Responding to zooms and pans in Android's MapView

There's a curious lacuna in Android's MapView API: it's (relatively) easy to display a map, and overlay items atop a map; it's (relatively) easy to detect when an overlay item has been touched; but there's no straightforward way to work out when the user has touched anywhere else on the map. Because of the way MapView works, the usual onTouchListener() solution only works for one touch, and then fails.

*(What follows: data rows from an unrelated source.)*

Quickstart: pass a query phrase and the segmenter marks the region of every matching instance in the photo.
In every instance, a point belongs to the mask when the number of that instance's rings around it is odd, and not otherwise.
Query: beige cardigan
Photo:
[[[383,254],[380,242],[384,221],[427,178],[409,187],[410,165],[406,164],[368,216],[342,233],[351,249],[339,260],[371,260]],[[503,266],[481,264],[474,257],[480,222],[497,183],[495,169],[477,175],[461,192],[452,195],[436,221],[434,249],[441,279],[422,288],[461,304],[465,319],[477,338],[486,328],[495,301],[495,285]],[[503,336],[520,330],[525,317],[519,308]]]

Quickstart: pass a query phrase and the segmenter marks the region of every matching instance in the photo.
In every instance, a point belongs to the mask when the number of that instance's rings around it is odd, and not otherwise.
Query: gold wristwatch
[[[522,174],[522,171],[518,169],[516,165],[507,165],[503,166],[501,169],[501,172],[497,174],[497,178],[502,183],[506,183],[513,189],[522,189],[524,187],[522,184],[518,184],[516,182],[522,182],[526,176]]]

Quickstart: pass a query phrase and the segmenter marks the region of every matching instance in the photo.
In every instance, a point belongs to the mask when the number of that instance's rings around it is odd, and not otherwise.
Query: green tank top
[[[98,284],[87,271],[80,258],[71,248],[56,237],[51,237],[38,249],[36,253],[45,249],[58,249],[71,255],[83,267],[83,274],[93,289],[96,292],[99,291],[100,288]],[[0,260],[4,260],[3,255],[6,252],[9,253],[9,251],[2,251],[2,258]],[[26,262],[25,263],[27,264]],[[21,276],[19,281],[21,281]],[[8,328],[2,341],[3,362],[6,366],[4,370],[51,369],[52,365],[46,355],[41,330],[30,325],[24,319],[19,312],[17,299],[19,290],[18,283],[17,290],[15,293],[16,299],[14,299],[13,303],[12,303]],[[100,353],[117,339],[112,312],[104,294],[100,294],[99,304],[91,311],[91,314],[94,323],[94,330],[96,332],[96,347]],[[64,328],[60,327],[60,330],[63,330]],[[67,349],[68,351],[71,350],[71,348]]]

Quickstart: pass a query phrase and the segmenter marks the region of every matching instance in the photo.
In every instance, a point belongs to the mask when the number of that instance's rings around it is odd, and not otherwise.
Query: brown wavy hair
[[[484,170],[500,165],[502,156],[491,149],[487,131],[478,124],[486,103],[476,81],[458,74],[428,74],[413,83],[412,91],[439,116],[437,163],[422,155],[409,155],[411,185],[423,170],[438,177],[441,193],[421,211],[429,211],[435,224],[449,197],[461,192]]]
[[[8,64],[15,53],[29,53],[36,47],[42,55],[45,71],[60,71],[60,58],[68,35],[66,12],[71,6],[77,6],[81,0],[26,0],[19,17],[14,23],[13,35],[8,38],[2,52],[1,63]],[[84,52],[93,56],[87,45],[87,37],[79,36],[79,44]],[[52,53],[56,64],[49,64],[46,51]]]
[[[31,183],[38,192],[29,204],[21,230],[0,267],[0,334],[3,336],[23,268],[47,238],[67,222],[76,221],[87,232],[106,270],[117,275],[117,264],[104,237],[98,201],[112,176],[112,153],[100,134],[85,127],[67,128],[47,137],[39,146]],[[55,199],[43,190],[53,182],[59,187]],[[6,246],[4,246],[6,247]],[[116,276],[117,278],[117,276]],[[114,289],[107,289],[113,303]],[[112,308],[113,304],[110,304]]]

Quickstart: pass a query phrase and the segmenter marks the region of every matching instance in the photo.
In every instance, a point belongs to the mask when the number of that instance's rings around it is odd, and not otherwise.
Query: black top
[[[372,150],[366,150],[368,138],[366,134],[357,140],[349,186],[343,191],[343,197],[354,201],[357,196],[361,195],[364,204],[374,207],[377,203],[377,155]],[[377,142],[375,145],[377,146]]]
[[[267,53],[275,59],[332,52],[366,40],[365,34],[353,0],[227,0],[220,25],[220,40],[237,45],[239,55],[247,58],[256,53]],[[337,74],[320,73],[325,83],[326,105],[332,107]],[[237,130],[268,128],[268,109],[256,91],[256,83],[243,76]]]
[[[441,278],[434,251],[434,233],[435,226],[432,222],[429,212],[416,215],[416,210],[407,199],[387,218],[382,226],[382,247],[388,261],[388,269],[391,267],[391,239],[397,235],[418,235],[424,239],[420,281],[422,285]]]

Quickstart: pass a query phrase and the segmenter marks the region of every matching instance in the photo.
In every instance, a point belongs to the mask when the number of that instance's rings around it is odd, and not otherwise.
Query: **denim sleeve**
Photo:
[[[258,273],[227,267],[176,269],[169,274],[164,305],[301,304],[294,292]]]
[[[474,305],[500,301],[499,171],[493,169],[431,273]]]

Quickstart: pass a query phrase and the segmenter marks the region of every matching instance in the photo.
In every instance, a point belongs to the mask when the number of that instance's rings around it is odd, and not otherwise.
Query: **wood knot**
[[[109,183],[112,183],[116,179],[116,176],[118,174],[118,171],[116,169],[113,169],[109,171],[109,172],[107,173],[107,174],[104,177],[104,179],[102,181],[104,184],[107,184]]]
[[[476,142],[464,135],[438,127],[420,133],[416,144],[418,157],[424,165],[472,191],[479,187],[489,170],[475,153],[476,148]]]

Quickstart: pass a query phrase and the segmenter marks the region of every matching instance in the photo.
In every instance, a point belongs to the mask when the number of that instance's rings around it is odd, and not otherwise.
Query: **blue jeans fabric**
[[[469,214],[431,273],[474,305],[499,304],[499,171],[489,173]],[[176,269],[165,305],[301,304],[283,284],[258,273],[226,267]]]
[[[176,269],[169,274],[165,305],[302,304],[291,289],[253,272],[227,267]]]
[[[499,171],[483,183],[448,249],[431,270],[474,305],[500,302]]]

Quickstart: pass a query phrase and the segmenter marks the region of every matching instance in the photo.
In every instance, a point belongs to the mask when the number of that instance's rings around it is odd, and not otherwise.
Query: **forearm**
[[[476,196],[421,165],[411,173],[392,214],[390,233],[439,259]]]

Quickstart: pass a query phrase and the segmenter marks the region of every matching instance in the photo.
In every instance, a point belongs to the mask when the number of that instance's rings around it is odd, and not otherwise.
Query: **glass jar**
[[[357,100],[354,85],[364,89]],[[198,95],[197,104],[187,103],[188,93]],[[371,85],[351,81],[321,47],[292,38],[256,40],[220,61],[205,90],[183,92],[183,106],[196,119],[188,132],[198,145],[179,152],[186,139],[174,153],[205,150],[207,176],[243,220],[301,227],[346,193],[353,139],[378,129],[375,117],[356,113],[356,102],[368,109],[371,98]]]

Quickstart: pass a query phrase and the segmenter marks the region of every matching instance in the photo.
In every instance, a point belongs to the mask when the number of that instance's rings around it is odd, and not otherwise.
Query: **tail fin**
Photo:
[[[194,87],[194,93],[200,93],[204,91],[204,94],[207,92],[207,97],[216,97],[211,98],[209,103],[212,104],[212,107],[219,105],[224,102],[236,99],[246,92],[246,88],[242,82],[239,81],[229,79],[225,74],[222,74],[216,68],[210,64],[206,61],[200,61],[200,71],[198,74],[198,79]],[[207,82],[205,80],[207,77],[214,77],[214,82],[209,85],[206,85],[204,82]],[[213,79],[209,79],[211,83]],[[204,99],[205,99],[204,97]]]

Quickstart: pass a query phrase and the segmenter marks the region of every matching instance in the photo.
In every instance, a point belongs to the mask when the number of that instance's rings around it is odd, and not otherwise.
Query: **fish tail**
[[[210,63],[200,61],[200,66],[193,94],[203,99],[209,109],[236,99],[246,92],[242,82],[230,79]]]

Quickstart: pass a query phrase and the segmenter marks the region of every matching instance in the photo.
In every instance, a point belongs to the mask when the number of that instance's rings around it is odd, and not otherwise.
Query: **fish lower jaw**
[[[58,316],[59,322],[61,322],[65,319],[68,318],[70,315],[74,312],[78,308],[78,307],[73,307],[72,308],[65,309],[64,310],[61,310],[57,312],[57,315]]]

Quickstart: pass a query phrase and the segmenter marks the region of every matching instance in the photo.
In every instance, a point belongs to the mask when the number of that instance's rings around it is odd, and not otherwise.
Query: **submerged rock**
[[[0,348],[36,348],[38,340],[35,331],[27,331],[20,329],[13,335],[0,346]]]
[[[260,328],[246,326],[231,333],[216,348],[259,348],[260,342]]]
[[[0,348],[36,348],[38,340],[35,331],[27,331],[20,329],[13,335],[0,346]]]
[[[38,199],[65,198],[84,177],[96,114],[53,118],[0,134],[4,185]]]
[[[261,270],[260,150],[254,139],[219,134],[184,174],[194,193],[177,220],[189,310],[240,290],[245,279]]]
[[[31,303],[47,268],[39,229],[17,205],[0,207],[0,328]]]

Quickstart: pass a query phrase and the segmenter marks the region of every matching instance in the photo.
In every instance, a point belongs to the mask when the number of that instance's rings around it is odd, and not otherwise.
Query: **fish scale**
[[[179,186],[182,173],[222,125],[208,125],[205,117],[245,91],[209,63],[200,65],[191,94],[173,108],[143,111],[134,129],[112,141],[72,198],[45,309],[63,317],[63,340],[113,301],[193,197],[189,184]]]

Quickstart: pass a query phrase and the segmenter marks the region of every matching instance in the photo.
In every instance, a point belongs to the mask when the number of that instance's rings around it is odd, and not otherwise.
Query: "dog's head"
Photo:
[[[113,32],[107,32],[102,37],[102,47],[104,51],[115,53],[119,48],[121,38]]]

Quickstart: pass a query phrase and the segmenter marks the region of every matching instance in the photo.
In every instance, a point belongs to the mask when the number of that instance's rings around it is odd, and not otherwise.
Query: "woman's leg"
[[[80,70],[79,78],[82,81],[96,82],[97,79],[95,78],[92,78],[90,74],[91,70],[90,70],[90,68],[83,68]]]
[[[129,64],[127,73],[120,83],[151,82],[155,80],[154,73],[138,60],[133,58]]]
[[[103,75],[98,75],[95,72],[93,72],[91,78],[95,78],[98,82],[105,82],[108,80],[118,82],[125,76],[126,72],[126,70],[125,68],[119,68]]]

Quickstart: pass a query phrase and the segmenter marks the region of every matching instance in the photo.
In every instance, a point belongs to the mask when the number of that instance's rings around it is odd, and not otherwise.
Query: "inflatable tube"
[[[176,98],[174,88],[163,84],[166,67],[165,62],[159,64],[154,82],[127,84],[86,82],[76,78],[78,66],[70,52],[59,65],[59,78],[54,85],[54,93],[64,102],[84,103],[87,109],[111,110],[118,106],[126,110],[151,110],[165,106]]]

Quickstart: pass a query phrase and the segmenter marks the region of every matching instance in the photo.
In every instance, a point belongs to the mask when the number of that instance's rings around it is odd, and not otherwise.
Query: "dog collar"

There is, however, a solution. Not a pretty one, but it works. The solution is to use your own subclass of MapView:


public class ITRMapView extends MapView {
public ITRMapView(android.content.Context context, android.util.AttributeSet attrs) {
super(context, attrs);
}

public ITRMapView(android.content.Context context, android.util.AttributeSet attrs, int defStyle) {
super(context, attrs, defStyle);
}

public ITRMapView(android.content.Context context, java.lang.String apiKey) {
super(context, apiKey);
}
}


and within that subclass, override onTouchEvent. You're probably only interested in the UP action:

public boolean onTouchEvent(MotionEvent ev) {
if (ev.getAction()==MotionEvent.ACTION_UP) {
//do your thing
}
return super.onTouchEvent(ev);
}


But what if you want to detect zoom actions as well as touches? Simple, thought I: just override onDraw() and do the same thing. But you can't - MapView's onDraw() is final!

Catastrophe? Not quite. It turns out that overriding dispatchDraw() works just fine:

int oldZoomLevel=-1;

public void dispatchDraw(Canvas canvas) {
super.dispatchDraw(canvas);
if (getZoomLevel() != oldZoomLevel) {
//do your thing
oldZoomLevel = getZoomLevel();
}
}


Et voila - you can programmatically detect and respond when the user pans and/or zooms your map. Really not so hard after all.